1968 Cappellano Barolo


I was very fortunate to run into this exquisite bottle of Cappellano’s 1968 Barolo recently. As it turns out, I had just visited the estate that very morning, so I was in a Cappellano state of mind. Drinking the 1968 took me back to my early days visiting Piedmont, when I would do little mini-immersions into the wines of specific producers in order to try to gain a deeper understanding of specific wineries. That’s a little harder to do these days given the rarity and cost of so many bottles, but every now and then you get lucky. 

I am always a bit apprehensive with older wines, as so many bottles from this era were not stored properly. As soon as the 1968 is served I see my apprehension in this case is unwarranted. A bright, translucent red, the 1968 is utterly mesmerizing from the first taste. Blood orange, cinnamon, star anise, kirsch, mint and sweet pipe tobacco all life effortlessly from the glass. Delicate and haunting in its beauty, with striking exoticism, the 1968 is simply exquisite. Of course, at 50+ years of age, the 1968 is fully mature and a touch fragile. Readers lucky enough to come across bottles will want to enjoy them sooner rather than later.
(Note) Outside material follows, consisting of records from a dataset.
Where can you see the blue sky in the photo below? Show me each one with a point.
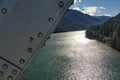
(97, 7)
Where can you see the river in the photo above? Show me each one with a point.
(71, 56)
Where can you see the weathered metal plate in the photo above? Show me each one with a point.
(25, 25)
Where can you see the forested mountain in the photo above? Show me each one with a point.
(109, 32)
(75, 20)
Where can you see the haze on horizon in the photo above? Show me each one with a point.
(97, 7)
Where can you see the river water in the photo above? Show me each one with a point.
(71, 56)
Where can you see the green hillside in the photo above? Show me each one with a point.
(109, 32)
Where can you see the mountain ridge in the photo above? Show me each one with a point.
(75, 20)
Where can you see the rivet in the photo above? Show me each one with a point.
(29, 49)
(31, 38)
(40, 35)
(61, 4)
(50, 19)
(1, 73)
(22, 61)
(14, 72)
(10, 78)
(4, 10)
(5, 66)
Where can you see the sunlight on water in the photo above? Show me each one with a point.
(71, 56)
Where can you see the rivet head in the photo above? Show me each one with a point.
(14, 72)
(50, 19)
(22, 61)
(1, 73)
(5, 66)
(31, 38)
(10, 78)
(40, 35)
(61, 4)
(3, 10)
(30, 50)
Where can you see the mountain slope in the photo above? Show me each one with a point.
(76, 20)
(109, 32)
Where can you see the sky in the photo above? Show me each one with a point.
(97, 7)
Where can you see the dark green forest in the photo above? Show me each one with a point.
(108, 32)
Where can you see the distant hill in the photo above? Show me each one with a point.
(76, 20)
(109, 32)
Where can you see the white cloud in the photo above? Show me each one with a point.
(90, 10)
(102, 7)
(107, 14)
(76, 8)
(77, 1)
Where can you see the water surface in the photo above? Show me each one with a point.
(71, 56)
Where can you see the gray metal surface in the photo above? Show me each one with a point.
(25, 25)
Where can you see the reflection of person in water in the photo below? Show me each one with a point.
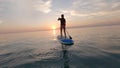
(65, 57)
(62, 25)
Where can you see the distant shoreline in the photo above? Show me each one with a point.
(74, 27)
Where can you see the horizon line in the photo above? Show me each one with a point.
(86, 26)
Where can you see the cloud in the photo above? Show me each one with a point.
(43, 6)
(85, 8)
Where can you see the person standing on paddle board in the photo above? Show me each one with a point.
(62, 25)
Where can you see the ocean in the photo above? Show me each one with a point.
(94, 47)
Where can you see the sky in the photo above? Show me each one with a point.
(22, 15)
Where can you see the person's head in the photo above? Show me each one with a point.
(62, 15)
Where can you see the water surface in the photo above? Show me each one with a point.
(95, 47)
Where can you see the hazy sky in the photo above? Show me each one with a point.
(18, 15)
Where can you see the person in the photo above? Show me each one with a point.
(62, 25)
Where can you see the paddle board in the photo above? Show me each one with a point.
(65, 41)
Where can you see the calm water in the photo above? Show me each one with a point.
(97, 47)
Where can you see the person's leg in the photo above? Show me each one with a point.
(61, 31)
(64, 31)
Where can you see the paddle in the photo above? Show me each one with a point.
(69, 35)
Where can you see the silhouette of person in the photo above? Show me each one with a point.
(62, 25)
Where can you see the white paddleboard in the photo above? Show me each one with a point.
(65, 41)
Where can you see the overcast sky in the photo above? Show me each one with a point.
(42, 14)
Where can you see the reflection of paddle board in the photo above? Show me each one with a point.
(65, 41)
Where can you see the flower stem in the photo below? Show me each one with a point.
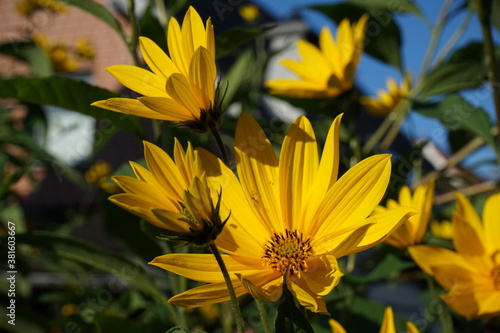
(443, 313)
(222, 148)
(234, 302)
(134, 39)
(263, 316)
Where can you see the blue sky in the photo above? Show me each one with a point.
(372, 74)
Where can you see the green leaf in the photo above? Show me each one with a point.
(230, 40)
(382, 37)
(465, 69)
(385, 7)
(34, 55)
(69, 94)
(454, 112)
(80, 251)
(290, 319)
(100, 12)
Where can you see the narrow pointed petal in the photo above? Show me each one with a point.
(203, 267)
(354, 196)
(257, 167)
(179, 88)
(467, 229)
(131, 107)
(170, 109)
(138, 79)
(202, 75)
(176, 46)
(297, 170)
(156, 59)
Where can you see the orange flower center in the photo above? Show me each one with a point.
(287, 252)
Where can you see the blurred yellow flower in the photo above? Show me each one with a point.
(413, 230)
(327, 71)
(84, 48)
(290, 218)
(471, 274)
(28, 7)
(387, 324)
(386, 101)
(173, 195)
(443, 229)
(99, 173)
(179, 88)
(249, 12)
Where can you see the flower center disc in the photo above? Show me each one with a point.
(289, 251)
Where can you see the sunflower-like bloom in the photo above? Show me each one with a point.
(471, 275)
(179, 88)
(327, 71)
(443, 229)
(290, 218)
(386, 101)
(413, 230)
(173, 195)
(387, 324)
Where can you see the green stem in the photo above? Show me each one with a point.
(234, 301)
(134, 39)
(220, 144)
(263, 316)
(484, 13)
(443, 313)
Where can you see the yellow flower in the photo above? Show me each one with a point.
(327, 71)
(413, 230)
(179, 88)
(386, 101)
(173, 195)
(443, 229)
(249, 12)
(291, 219)
(99, 173)
(471, 274)
(387, 324)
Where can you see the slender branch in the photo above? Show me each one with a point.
(263, 316)
(222, 148)
(234, 301)
(484, 14)
(134, 39)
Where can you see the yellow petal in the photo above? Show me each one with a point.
(353, 197)
(179, 88)
(129, 106)
(176, 47)
(156, 59)
(164, 170)
(193, 33)
(297, 170)
(172, 220)
(335, 326)
(307, 298)
(467, 229)
(491, 220)
(139, 80)
(388, 321)
(202, 75)
(204, 267)
(322, 274)
(170, 109)
(257, 167)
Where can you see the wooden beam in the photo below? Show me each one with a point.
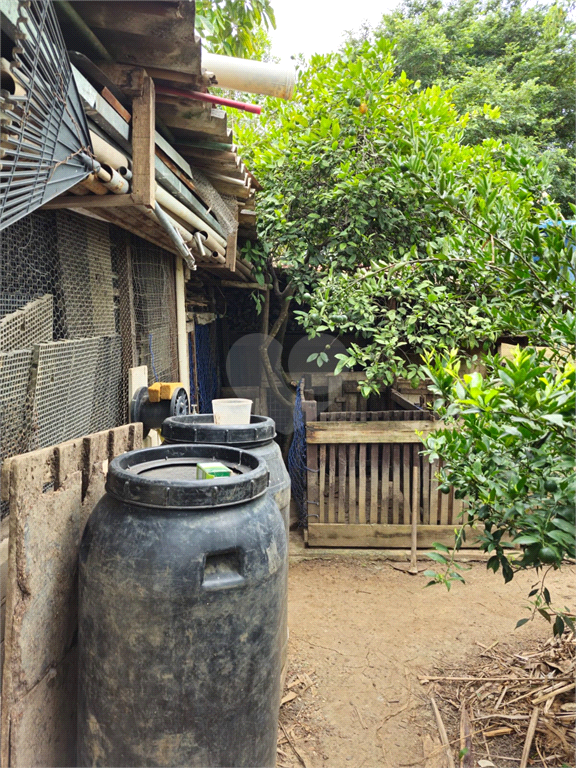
(101, 112)
(368, 431)
(115, 104)
(128, 78)
(183, 360)
(382, 536)
(91, 201)
(143, 145)
(126, 307)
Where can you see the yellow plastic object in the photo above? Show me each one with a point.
(154, 392)
(163, 390)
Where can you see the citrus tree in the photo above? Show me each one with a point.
(235, 27)
(378, 219)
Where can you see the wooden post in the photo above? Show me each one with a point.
(143, 129)
(126, 306)
(183, 360)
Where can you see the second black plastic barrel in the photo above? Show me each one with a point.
(182, 597)
(256, 437)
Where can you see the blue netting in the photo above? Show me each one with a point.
(206, 371)
(297, 462)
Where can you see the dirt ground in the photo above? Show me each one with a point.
(360, 635)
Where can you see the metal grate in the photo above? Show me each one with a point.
(43, 125)
(27, 326)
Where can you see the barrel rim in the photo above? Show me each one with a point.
(200, 428)
(131, 488)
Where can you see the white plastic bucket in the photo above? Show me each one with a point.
(232, 410)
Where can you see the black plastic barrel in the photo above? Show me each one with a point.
(182, 596)
(256, 437)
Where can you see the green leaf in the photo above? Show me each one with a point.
(437, 557)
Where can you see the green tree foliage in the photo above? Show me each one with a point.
(517, 56)
(235, 27)
(508, 444)
(380, 216)
(387, 223)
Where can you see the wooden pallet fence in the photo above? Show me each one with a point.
(51, 492)
(361, 483)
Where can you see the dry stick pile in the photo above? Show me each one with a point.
(519, 704)
(289, 752)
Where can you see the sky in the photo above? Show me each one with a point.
(318, 26)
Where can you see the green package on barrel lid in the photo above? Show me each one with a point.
(206, 470)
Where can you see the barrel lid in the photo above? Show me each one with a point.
(200, 428)
(165, 477)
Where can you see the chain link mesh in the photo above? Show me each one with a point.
(65, 347)
(297, 457)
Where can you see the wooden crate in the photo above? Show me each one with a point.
(361, 482)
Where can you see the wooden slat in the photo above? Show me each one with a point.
(457, 511)
(385, 484)
(361, 475)
(352, 497)
(331, 482)
(313, 483)
(406, 477)
(374, 484)
(434, 493)
(382, 536)
(367, 432)
(341, 483)
(395, 484)
(443, 501)
(322, 484)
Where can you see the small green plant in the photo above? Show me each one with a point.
(508, 444)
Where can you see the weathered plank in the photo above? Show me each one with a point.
(374, 484)
(385, 492)
(143, 145)
(331, 483)
(322, 490)
(396, 493)
(381, 536)
(312, 479)
(367, 432)
(52, 491)
(406, 472)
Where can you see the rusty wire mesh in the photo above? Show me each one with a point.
(63, 339)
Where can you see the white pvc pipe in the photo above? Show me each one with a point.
(107, 154)
(250, 76)
(213, 239)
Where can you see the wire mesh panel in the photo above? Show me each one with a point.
(27, 326)
(65, 389)
(206, 367)
(85, 276)
(155, 309)
(107, 401)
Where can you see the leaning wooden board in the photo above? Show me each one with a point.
(368, 431)
(371, 535)
(51, 492)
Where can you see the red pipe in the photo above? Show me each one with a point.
(198, 96)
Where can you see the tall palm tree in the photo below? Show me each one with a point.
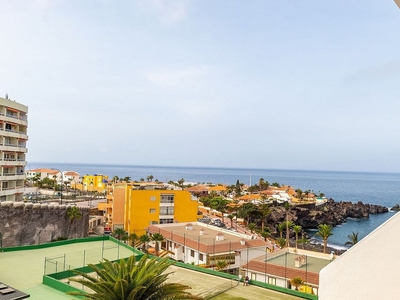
(287, 208)
(353, 239)
(157, 238)
(252, 227)
(265, 210)
(73, 214)
(324, 231)
(133, 237)
(144, 239)
(297, 230)
(119, 232)
(230, 217)
(297, 281)
(281, 228)
(128, 280)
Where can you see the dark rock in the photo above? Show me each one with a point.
(396, 207)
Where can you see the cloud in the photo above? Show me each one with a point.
(170, 11)
(169, 78)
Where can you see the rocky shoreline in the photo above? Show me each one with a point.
(310, 216)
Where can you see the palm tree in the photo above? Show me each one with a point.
(297, 281)
(157, 238)
(266, 211)
(133, 237)
(119, 232)
(297, 230)
(287, 208)
(221, 264)
(324, 231)
(252, 226)
(281, 228)
(353, 239)
(144, 239)
(73, 214)
(281, 242)
(129, 280)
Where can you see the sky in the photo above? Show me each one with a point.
(312, 85)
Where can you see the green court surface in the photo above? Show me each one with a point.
(24, 270)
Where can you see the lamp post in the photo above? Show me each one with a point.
(62, 181)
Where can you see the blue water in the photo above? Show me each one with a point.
(372, 188)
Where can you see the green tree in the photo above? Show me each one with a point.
(297, 282)
(144, 239)
(353, 239)
(324, 231)
(221, 264)
(73, 214)
(128, 280)
(181, 182)
(157, 238)
(297, 230)
(252, 227)
(287, 208)
(119, 232)
(281, 242)
(281, 227)
(231, 217)
(265, 211)
(266, 233)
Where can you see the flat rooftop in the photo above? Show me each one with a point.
(23, 270)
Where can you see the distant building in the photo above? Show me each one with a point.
(135, 209)
(204, 245)
(13, 138)
(96, 182)
(368, 270)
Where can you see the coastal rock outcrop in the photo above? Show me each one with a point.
(333, 213)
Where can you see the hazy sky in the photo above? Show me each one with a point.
(255, 84)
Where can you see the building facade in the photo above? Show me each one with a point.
(135, 208)
(13, 149)
(96, 182)
(146, 207)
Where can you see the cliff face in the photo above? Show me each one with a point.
(29, 224)
(332, 213)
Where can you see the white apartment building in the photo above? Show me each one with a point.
(13, 138)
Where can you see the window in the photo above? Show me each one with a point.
(167, 199)
(166, 221)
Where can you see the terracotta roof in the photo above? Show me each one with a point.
(250, 197)
(218, 188)
(71, 173)
(205, 243)
(198, 188)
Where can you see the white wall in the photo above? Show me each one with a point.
(368, 270)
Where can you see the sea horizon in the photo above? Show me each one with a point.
(380, 188)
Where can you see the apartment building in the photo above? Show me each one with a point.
(134, 207)
(96, 182)
(13, 138)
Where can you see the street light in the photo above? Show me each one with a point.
(62, 181)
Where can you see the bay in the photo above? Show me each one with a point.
(373, 188)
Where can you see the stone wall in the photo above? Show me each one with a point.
(35, 223)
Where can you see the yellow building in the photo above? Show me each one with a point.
(147, 207)
(135, 209)
(96, 182)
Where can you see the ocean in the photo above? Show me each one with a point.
(372, 188)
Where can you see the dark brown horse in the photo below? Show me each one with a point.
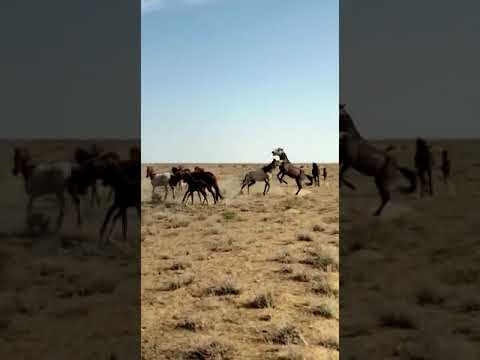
(424, 164)
(124, 178)
(316, 174)
(206, 176)
(361, 155)
(82, 156)
(446, 165)
(45, 178)
(288, 169)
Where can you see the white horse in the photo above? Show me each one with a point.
(264, 174)
(48, 178)
(164, 179)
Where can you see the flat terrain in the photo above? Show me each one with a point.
(410, 278)
(61, 297)
(252, 277)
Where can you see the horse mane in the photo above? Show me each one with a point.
(346, 123)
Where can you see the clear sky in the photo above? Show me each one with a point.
(229, 80)
(410, 68)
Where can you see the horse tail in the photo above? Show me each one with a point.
(244, 181)
(217, 189)
(411, 177)
(310, 178)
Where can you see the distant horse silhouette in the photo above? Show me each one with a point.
(82, 156)
(264, 174)
(446, 164)
(206, 176)
(45, 178)
(362, 156)
(316, 174)
(424, 164)
(287, 168)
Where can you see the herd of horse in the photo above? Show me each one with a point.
(88, 167)
(76, 176)
(358, 153)
(200, 181)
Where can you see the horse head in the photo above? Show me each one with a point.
(20, 157)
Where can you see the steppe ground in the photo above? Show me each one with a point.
(60, 297)
(410, 279)
(252, 277)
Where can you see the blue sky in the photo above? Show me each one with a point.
(229, 80)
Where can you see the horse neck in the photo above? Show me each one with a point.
(347, 125)
(284, 157)
(268, 168)
(27, 169)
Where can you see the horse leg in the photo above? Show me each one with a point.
(280, 176)
(423, 183)
(344, 167)
(384, 194)
(124, 223)
(204, 196)
(107, 218)
(299, 185)
(76, 201)
(213, 194)
(29, 208)
(250, 184)
(112, 225)
(430, 183)
(61, 213)
(267, 187)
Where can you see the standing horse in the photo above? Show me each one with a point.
(316, 174)
(83, 156)
(47, 178)
(367, 159)
(165, 180)
(446, 164)
(424, 165)
(264, 174)
(123, 177)
(287, 168)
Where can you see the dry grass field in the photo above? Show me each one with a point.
(252, 277)
(61, 297)
(410, 278)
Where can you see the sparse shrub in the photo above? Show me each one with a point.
(190, 325)
(326, 258)
(301, 277)
(304, 236)
(397, 318)
(210, 351)
(330, 342)
(262, 301)
(321, 285)
(284, 258)
(177, 283)
(286, 270)
(327, 308)
(287, 335)
(180, 265)
(228, 287)
(429, 296)
(228, 215)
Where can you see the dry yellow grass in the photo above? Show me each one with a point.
(61, 298)
(252, 277)
(410, 278)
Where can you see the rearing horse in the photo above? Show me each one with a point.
(361, 155)
(287, 168)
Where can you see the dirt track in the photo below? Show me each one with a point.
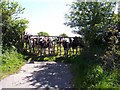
(40, 75)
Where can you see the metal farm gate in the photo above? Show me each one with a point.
(53, 45)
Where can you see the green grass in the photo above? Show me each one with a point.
(91, 74)
(11, 61)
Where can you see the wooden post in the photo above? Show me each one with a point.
(33, 45)
(60, 49)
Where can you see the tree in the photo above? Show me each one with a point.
(43, 34)
(91, 20)
(63, 35)
(13, 27)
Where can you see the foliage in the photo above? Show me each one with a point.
(91, 20)
(11, 61)
(43, 34)
(13, 27)
(63, 35)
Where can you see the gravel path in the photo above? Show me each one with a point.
(40, 75)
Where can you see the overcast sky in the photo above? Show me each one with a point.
(46, 15)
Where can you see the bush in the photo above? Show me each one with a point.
(11, 61)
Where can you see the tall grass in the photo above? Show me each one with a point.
(91, 74)
(11, 61)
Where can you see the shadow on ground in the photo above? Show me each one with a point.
(51, 75)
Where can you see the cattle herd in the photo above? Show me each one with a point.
(51, 45)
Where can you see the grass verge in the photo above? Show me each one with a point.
(11, 61)
(91, 74)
Many years ago, when I was writing Piedmont Report, I promised Baldo Cappellano I would honor his request not to rate his wines numerically. Cappellano’s view was that scores were divisive among growers. At the time, I could have never imagined what Piedmont Report would lead to, or what Piedmont itself would become. I would not make the same decision today, but this is why the 1968 Barolo, like all Cappellano wines in our database, appears without a score. NR/Drink: 2019.